Pintu terbuka, dengan cepat Queeneira melangkah dan meninggalkan Siska yang melihatnya dengan kening berkerut bingung.
"Sebenarnya ada apa dengan Nona Queene," batin Siska bingung.
Queeneira melangkah ke arah butik dengan bibir komat-kamit, menyumpah serapahi Gavriel yang kali ini dapat kesempatan dengan sang Mama sebagai perantara. Sumpah demi apapun, rasanya ia ingin sekali makan orok, sangking kesalnya dengan mahluk hidup ciptaan unkel Dirga berpartner dengan onty Kiara.

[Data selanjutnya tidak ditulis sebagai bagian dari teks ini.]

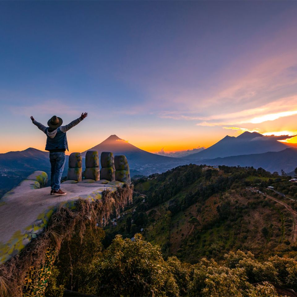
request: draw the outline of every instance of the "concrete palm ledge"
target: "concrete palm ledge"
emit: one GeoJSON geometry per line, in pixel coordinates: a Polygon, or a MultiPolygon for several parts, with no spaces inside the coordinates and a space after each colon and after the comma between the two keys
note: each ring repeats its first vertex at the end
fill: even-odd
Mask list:
{"type": "MultiPolygon", "coordinates": [[[[61,185],[62,190],[67,192],[66,195],[50,195],[50,187],[45,187],[47,182],[47,174],[36,171],[0,200],[0,277],[2,274],[11,273],[7,278],[10,278],[11,281],[11,295],[23,295],[24,276],[29,273],[29,268],[34,266],[34,269],[38,269],[39,265],[44,265],[44,257],[37,254],[44,253],[47,249],[52,251],[54,259],[58,252],[59,245],[52,242],[48,236],[53,226],[55,224],[55,228],[60,228],[61,240],[62,240],[65,234],[69,232],[68,226],[71,230],[78,222],[87,219],[94,223],[100,223],[104,218],[106,222],[115,209],[118,211],[131,200],[133,186],[130,185],[125,157],[124,161],[123,157],[124,156],[117,158],[122,163],[127,163],[127,169],[126,173],[118,175],[122,180],[115,180],[116,170],[112,153],[101,155],[101,163],[105,166],[101,168],[101,173],[99,170],[98,153],[96,153],[92,151],[88,154],[90,158],[93,158],[88,160],[89,167],[87,168],[89,169],[86,171],[88,178],[82,180],[81,155],[77,153],[70,155],[68,180],[61,185]],[[99,179],[100,175],[103,178],[101,179],[99,179]],[[69,214],[68,217],[63,216],[65,213],[63,209],[69,214]],[[53,222],[54,216],[55,220],[53,222]],[[73,219],[74,217],[76,218],[73,219]],[[61,222],[59,225],[57,221],[61,222]],[[42,249],[40,248],[41,246],[42,249]],[[16,256],[17,260],[12,260],[16,256]],[[39,260],[36,260],[37,258],[39,260]],[[25,262],[26,265],[24,264],[25,262]],[[13,271],[18,272],[14,274],[11,272],[13,271]]],[[[44,291],[46,285],[45,283],[43,286],[39,285],[37,287],[43,288],[44,291]]],[[[27,293],[24,295],[36,294],[35,289],[30,289],[28,285],[26,288],[27,293]]]]}
{"type": "MultiPolygon", "coordinates": [[[[42,174],[47,178],[45,172],[42,174]]],[[[117,181],[63,183],[62,188],[67,194],[57,196],[50,195],[50,187],[40,188],[37,181],[23,181],[0,200],[0,264],[19,253],[42,233],[52,215],[61,206],[74,209],[80,199],[94,201],[102,198],[104,191],[114,193],[124,184],[117,181]]]]}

"Gavriel, bisa tidak kamu kembali lagi saja ke Amerika dan jangan menggangguku," pinta Queeneira dalam hati dengan kesal.
Membuka pintu butik milik keluarganya, Queeneira segera mengedarkan netranya ke segala arah dan menemukan dengan segera dua mahluk hidup yang sedang berdiri berhadapan di ujung sana.
Huft ..
Menghela napas dengan helaan napas kasar, Queeneira akhirnya melangkah mendekati keduanya dan memasang senyum lebar, seakan ia sangat gembira dengan kedatangan Gavriel. Membuat Gavriel menahan kekehannya, saat sikap Queeneira berubah menjadi lebih manis karena ada Mama Elisa yang juga ikut tersenyum ke arahnya.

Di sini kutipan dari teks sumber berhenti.